NEW YORK, Dec 6 (Reuters) - After decades in relative obscurity, a legal doctrine that holds corporate officers strictly liable for company wrongdoing is finding its way back into high-profile health-care prosecutions.
The "responsible corporate officer" doctrine, which establishes a misdemeanor charge for violations of the Federal Food, Drug and Cosmetic Act, provides for a prison sentence of up to one year, but defendants often receive only probation.
Recently the government has been seeking to reinvigorate the doctrine, and executives are finding themselves facing stiffer penalties than they had ever imagined.
On Tuesday, the Department of Health and Human Services will seek to convince a federal appeals court to uphold a 12-year ban of three former Purdue Pharma executives from any involvement in government-financed health-care programs. The executives had pleaded guilty in 2007 to misbranding of OxyContin.
And on Nov. 21, three former executives at the medical-device company Synthes Inc received prison sentences of between five and nine months each for their role in an illegal test of a bone-cement product. The government claimed that Synthes, which agreed to be bought by Johnson & Johnson in April, tried to cover up its conduct after three patients treated with the product died during surgery.
In pleading guilty under the doctrine, the Synthes executives did not admit knowledge of the test, but that was no help to them.
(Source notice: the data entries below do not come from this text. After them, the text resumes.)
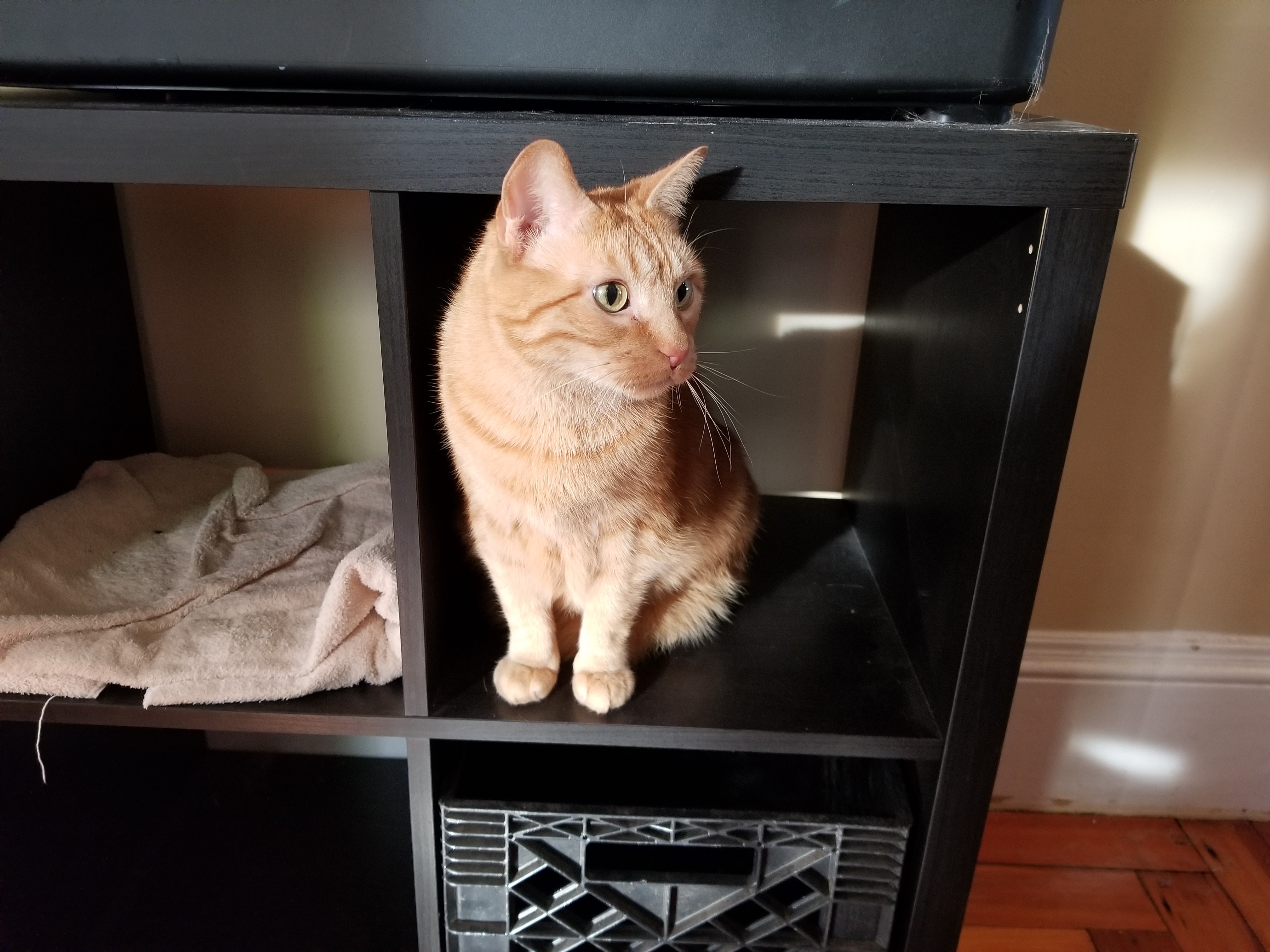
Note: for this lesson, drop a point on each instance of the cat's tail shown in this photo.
(686, 616)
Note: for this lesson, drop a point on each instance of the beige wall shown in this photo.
(260, 322)
(1164, 517)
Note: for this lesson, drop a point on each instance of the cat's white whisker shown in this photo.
(710, 369)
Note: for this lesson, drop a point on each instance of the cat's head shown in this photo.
(611, 289)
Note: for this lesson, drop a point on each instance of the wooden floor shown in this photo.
(1110, 884)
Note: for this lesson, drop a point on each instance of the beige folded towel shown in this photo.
(201, 582)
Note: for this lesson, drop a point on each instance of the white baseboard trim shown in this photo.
(1191, 657)
(1173, 723)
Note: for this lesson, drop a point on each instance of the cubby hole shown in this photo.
(191, 320)
(869, 354)
(146, 841)
(651, 781)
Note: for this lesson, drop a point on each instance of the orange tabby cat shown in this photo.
(595, 485)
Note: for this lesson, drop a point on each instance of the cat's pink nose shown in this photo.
(676, 356)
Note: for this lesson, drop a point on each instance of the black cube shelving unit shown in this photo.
(886, 625)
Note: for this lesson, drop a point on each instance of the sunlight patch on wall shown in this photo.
(1142, 762)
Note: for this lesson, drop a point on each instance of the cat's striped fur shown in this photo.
(596, 485)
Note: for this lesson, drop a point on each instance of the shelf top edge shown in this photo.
(18, 98)
(441, 728)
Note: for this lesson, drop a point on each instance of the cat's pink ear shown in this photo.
(670, 188)
(540, 196)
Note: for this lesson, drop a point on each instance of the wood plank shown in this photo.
(1241, 861)
(1198, 913)
(987, 938)
(1130, 941)
(418, 150)
(1098, 842)
(1264, 829)
(1048, 898)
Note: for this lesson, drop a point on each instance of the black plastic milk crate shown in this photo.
(671, 851)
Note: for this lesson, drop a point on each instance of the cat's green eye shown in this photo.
(684, 294)
(611, 296)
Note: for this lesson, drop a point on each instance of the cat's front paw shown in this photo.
(604, 691)
(521, 683)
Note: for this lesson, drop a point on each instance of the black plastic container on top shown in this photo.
(623, 851)
(903, 53)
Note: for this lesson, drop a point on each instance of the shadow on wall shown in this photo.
(1164, 517)
(1096, 574)
(1160, 546)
The doctrine creates a strict-liability offense, meaning that prosecutors don't have to prove that an executive was even aware of an alleged violation, such as promoting drugs or medical devices for unapproved uses. They must only establish that the executive was in a position of responsibility to prevent the offense.
IMPORTANT TEST CASE
The principle behind the doctrine was validated by United States v. Park, a 1975 U.S. Supreme Court case affirming the misdemeanor conviction of John Park, the CEO of a national food chain, who had been charged with allowing warehoused food to be exposed to rodent contamination. The Court held that to convict Park, the jury did not have to find that he was aware of the unsanitary conditions, only that he was in a position of authority to prevent them.
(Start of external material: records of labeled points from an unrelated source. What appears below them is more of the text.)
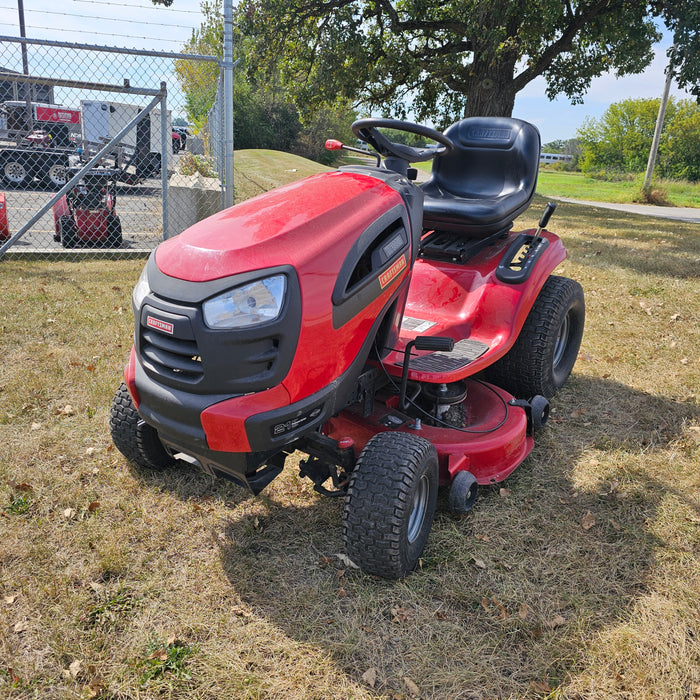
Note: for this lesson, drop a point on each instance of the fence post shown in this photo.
(228, 102)
(166, 140)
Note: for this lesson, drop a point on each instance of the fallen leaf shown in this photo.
(412, 688)
(541, 686)
(74, 668)
(400, 614)
(556, 621)
(347, 561)
(588, 521)
(502, 612)
(370, 677)
(94, 689)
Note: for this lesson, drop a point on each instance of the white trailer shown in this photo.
(103, 120)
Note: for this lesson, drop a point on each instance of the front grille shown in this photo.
(177, 358)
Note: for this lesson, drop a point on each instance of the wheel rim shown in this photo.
(420, 506)
(15, 172)
(562, 341)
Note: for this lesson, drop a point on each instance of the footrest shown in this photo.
(465, 351)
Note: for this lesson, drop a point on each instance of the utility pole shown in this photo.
(659, 126)
(228, 102)
(25, 66)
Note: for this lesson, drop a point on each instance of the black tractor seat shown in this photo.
(487, 181)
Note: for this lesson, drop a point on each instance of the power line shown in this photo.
(123, 36)
(108, 19)
(136, 7)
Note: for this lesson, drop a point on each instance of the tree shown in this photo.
(442, 59)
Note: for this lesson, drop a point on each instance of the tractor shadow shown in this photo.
(569, 538)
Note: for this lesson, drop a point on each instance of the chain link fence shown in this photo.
(98, 156)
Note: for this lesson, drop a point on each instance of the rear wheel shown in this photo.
(114, 231)
(15, 173)
(69, 234)
(133, 437)
(545, 352)
(390, 504)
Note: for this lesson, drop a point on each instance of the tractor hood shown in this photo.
(291, 225)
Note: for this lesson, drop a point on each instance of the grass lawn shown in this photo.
(553, 183)
(579, 577)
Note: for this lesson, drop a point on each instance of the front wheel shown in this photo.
(133, 437)
(390, 504)
(545, 352)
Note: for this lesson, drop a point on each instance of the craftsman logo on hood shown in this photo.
(388, 275)
(163, 326)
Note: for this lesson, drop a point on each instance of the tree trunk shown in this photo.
(490, 91)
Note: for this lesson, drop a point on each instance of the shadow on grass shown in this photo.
(639, 243)
(514, 593)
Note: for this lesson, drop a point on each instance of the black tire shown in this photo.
(15, 173)
(114, 232)
(133, 437)
(545, 352)
(69, 234)
(539, 410)
(56, 175)
(390, 504)
(463, 492)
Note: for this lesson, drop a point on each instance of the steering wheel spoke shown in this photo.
(368, 130)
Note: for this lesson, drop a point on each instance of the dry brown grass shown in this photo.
(590, 584)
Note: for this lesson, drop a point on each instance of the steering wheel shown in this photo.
(367, 130)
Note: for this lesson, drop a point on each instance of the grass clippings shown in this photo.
(577, 578)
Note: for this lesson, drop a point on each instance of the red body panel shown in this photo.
(469, 301)
(312, 225)
(91, 225)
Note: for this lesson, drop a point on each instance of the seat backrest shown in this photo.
(487, 180)
(493, 156)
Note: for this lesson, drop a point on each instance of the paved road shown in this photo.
(688, 214)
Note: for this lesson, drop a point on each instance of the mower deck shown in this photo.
(493, 442)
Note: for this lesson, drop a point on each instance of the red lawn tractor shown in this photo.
(86, 215)
(402, 337)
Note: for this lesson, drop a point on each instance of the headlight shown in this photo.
(140, 290)
(247, 305)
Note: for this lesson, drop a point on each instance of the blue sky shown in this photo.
(138, 24)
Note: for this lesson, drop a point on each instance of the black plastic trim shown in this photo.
(505, 271)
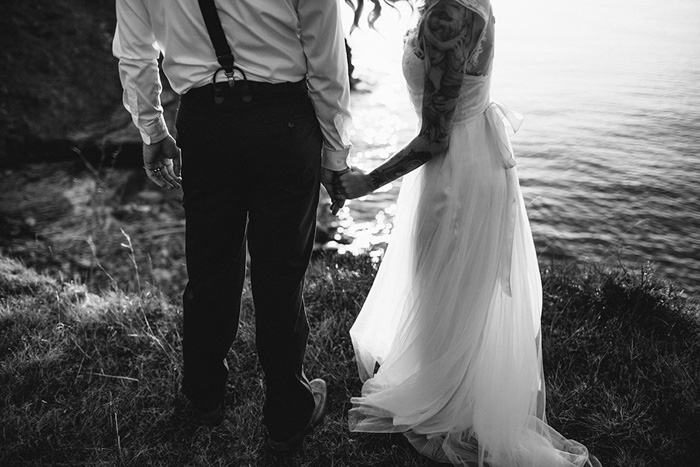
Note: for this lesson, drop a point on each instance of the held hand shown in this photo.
(162, 163)
(355, 183)
(330, 181)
Prosecutors employed the doctrine sparingly over the next few decades, concerned that overuse would invite unwanted judicial scrutiny.
"Sooner or later a court might change its mind and say this is ridiculous, this is unconstitutional," said Paul Hyman, a former attorney in the Chief Counsel's Office of the U.S. Food and Drug Administration and now a director at the law firm of Hyman, Phelps & McNamara.
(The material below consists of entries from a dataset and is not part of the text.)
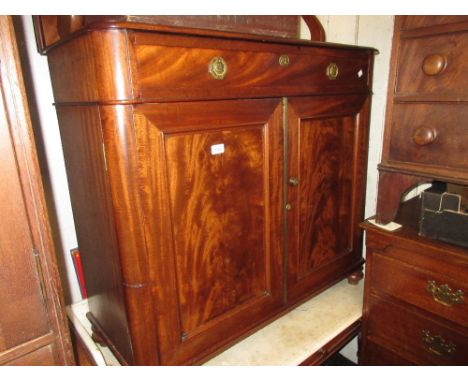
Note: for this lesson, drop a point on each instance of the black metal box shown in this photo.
(444, 216)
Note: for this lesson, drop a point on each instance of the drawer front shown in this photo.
(434, 65)
(431, 291)
(182, 72)
(430, 134)
(375, 355)
(412, 335)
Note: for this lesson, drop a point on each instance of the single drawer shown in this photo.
(180, 69)
(434, 65)
(434, 292)
(412, 335)
(375, 355)
(430, 134)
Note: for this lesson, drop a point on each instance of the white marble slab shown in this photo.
(101, 355)
(294, 337)
(287, 341)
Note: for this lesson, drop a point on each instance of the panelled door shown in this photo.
(212, 199)
(327, 146)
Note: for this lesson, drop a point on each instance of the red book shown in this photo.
(79, 271)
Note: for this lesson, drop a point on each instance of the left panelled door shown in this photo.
(211, 176)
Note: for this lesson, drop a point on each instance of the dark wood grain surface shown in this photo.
(423, 138)
(33, 322)
(195, 240)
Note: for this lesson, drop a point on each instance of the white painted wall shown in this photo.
(373, 31)
(42, 88)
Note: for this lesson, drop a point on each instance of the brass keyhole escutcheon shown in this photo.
(284, 60)
(434, 64)
(217, 68)
(332, 71)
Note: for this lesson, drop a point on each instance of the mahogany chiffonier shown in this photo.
(217, 178)
(33, 324)
(415, 304)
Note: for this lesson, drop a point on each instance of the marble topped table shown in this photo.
(288, 341)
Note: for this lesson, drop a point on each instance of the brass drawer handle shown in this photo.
(434, 64)
(293, 182)
(423, 136)
(332, 71)
(217, 68)
(436, 344)
(283, 60)
(444, 295)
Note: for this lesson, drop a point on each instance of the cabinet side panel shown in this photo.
(24, 316)
(80, 129)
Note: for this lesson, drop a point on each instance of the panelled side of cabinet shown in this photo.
(222, 212)
(327, 152)
(33, 326)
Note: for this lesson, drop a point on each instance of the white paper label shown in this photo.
(217, 149)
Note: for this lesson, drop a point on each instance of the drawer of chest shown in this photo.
(433, 66)
(430, 134)
(426, 289)
(212, 71)
(375, 355)
(415, 336)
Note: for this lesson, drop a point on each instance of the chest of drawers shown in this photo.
(415, 306)
(415, 310)
(425, 134)
(216, 179)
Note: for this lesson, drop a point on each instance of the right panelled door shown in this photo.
(325, 186)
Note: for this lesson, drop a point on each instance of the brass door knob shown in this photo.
(332, 71)
(423, 136)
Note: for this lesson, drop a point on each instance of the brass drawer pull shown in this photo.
(332, 71)
(217, 68)
(444, 295)
(283, 60)
(434, 64)
(436, 344)
(293, 182)
(424, 136)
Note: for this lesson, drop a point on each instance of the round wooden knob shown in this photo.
(424, 136)
(434, 64)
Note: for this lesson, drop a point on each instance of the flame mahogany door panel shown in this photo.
(327, 152)
(213, 171)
But earlier this year, following a government report critical of the FDA's oversight of its criminal investigations, the agency revised its policies and procedures regarding misdemeanor prosecutions.
The Purdue Pharma case, which is before the U.S. Court of Appeals in Washington, D.C., could be an important test for the newly-invigorated application of the doctrine, as the government attempts to find out how tough it can get on executives even in the absence of evidence that the executives knew of any wrongdoing.
'EFFECTIVELY ENDED THEIR CAREERS'
In court papers, Carter Phillips, a well-known Supreme Court litigator who leads the Purdue Pharma defense team, argued that the 12-year ban -- which he said "effectively ended appellants' careers" -- is unreasonable and unsupported by the evidence. The defense cited Morissette v. United States, a Supreme Court ruling that acknowledged the validity of strict-liability convictions involving penalties that "are relatively small, and conviction does no grave damage to an offender's reputation."
By that standard, Phillips argued, the Purdue executives' punishment does not fit their crime.
"By employing this extraordinary species of criminal liability, the government avoided the substantial burden of proving any fraudulent conduct by appellants," Phillips wrote in a brief to the appeals court. "It did so for good reason: There was no evidence that appellants were aware of any misbranding of OxyContin, the drug their company manufactured."
But last December, in a 30-page decision upholding the ban, U.S. District Judge Ellen Segal Huvelle in Washington, D.C., noted that the consequences of the penalty "are not nearly as dire as plaintiffs contend, as plaintiffs remain free to seek private employment at a company that does not rely on federal or state funds."
The future of the responsible corporate officer doctrine could depend on whether, in fact, executives who plead guilty under it are able to find other employment.
Cory Andrews, a lawyer with the Washington Legal Foundation, which filed an amicus brief on behalf of the Purdue defendants, said that as the severity of penalties increase for misdemeanors, so do the odds of a constitutional challenge.
"Arguably, where the deprivation is very small, the due process violations are not as significant," Andrews said. "But where the deprivation goes to someone's ability to earn a living -- I think that raises the constitutional temperature."